Pero el pueblo serbio tenía poco que celebrar. Un joven cegado en combate cantaba una canción que empezaba así: «Estoy triste, porque ya no puedo ver el sol, ni los campos verdes, ni los ciruelos en flor»[40]. El valle del Sava, al oeste de Belgrado, había quedado arrasado. Muchos pueblos y ciudades pequeñas habían sido abandonados por sus habitantes y la hierba crecía en sus calles. El goteo de refugiados que regresaba hacia el oeste, junto con el ejército, contemplaba horrorizado la destrucción de sus comunidades. Belgrado había quedado reducida a una ciudad de pordioseros, tullidos y huérfanos. Las pocas carreteras del país estaban arruinadas por el tráfico militar. Serbia solo se conectaba con el exterior por un ferrocarril de vía única, con término en Salónica, por el que los pertrechos y víveres se movían con gran lentitud; Grecia, como país neutral, prestaba muy poca ayuda. El tifus epidémico, la disentería y el cólera asolaron grandes extensiones del país, y cualquier herido en el campo de batalla tenía mucha suerte si sobrevivía a la gangrena.
Las penalidades de Serbia se pusieron de moda en Gran Bretaña: lady Wimborne, lady Paget y sir Thomas Lipton fueron solo los personajes más prominentes de los que se incorporaron a unidades médicas de voluntarios en el país, junto con la condesa Trubetskoy, esposa del nuevo plenipotenciario ruso. Pero apenas podían hacer nada por una nación de tal pobreza y aislamiento geográfico; temporalmente victoriosa, en efecto, pero destrozada y con una debilidad peligrosa. Serbia había perdido ya a 163 557 hombres (incluidos 69 022 muertos). El país aún sufriría mucho más en los años posteriores, sin que las alegrías de otras victorias lo pudieran compensar. A la postre, en la guerra halló la muerte el 62,5% de los varones serbios de entre quince y cincuenta y cinco años; y todo el país quedó arrasado.

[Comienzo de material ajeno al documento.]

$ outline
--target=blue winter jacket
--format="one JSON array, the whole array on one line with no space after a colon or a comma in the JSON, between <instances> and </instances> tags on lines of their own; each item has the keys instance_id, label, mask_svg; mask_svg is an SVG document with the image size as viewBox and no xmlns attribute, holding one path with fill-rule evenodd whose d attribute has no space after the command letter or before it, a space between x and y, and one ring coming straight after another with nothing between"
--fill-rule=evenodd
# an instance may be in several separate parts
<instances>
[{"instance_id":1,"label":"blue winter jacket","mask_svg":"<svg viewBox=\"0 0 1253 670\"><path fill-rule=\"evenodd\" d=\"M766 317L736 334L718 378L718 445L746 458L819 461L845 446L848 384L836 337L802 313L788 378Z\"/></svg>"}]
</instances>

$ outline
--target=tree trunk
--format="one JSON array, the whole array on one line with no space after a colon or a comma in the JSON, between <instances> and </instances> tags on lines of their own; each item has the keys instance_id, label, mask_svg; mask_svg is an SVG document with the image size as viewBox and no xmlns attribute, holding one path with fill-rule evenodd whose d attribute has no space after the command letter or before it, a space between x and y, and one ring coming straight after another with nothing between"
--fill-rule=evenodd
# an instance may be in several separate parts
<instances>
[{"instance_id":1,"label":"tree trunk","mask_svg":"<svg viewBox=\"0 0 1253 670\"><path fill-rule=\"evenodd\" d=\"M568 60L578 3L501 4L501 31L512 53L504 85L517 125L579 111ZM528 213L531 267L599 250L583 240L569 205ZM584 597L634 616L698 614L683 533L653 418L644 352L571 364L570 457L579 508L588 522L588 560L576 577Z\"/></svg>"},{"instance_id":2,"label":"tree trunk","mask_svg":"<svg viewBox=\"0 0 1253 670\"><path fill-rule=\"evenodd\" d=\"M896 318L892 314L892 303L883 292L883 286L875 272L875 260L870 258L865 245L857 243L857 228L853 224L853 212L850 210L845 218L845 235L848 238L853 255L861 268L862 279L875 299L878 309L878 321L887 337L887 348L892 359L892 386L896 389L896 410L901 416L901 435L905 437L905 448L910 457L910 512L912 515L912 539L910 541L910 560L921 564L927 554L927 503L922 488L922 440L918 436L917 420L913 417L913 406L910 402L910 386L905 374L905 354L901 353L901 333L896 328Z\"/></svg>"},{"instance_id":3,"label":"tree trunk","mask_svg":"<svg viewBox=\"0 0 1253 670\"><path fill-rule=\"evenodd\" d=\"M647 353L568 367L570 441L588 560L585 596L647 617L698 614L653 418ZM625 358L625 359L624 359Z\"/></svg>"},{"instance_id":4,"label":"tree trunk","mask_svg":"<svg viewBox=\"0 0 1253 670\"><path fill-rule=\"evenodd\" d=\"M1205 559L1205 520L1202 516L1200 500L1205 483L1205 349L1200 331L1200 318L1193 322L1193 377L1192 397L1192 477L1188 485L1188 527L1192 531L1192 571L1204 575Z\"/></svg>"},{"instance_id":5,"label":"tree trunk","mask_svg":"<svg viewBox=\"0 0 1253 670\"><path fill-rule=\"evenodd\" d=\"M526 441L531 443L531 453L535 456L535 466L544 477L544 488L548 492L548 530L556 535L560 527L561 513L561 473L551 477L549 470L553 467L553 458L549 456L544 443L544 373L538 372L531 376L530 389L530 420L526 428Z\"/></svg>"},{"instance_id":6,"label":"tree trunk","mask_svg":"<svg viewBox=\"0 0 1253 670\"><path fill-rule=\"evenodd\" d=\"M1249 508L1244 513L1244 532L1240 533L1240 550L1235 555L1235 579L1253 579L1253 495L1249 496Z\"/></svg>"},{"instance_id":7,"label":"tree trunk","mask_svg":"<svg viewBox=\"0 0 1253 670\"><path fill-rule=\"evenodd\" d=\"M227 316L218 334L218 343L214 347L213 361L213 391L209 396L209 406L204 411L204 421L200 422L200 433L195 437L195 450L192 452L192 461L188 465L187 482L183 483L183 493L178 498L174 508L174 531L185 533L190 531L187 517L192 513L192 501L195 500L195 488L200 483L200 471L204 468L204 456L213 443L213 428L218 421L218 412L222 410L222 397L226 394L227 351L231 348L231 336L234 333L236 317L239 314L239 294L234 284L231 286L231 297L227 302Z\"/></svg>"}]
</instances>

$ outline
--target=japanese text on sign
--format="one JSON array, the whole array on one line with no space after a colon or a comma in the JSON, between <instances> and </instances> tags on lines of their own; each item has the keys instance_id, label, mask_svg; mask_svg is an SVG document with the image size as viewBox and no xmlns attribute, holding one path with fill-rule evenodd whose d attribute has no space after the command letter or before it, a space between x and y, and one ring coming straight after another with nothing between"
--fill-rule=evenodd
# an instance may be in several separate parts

El teniente Djordje Stanojevitch, del ejército serbio, preguntó al corresponsal estadounidense John Reed, con la pasión furiosa que inspira el alcohol: «¿Qué están haciendo estos franceses e ingleses? ¿Por qué no derrotan a los alemanes? Lo que necesitan por allí es a unos pocos serbios que les enseñen cómo se hace la guerra. Nosotros, los serbios, sabemos que todo lo que se necesita es aceptar que uno puede morir, ¡y la guerra se acabará pronto!»[41]. Otros —algunos de ellos, comandantes en jefe— compartían esta misma creencia y esto tuvo consecuencias espantosas para la juventud europea.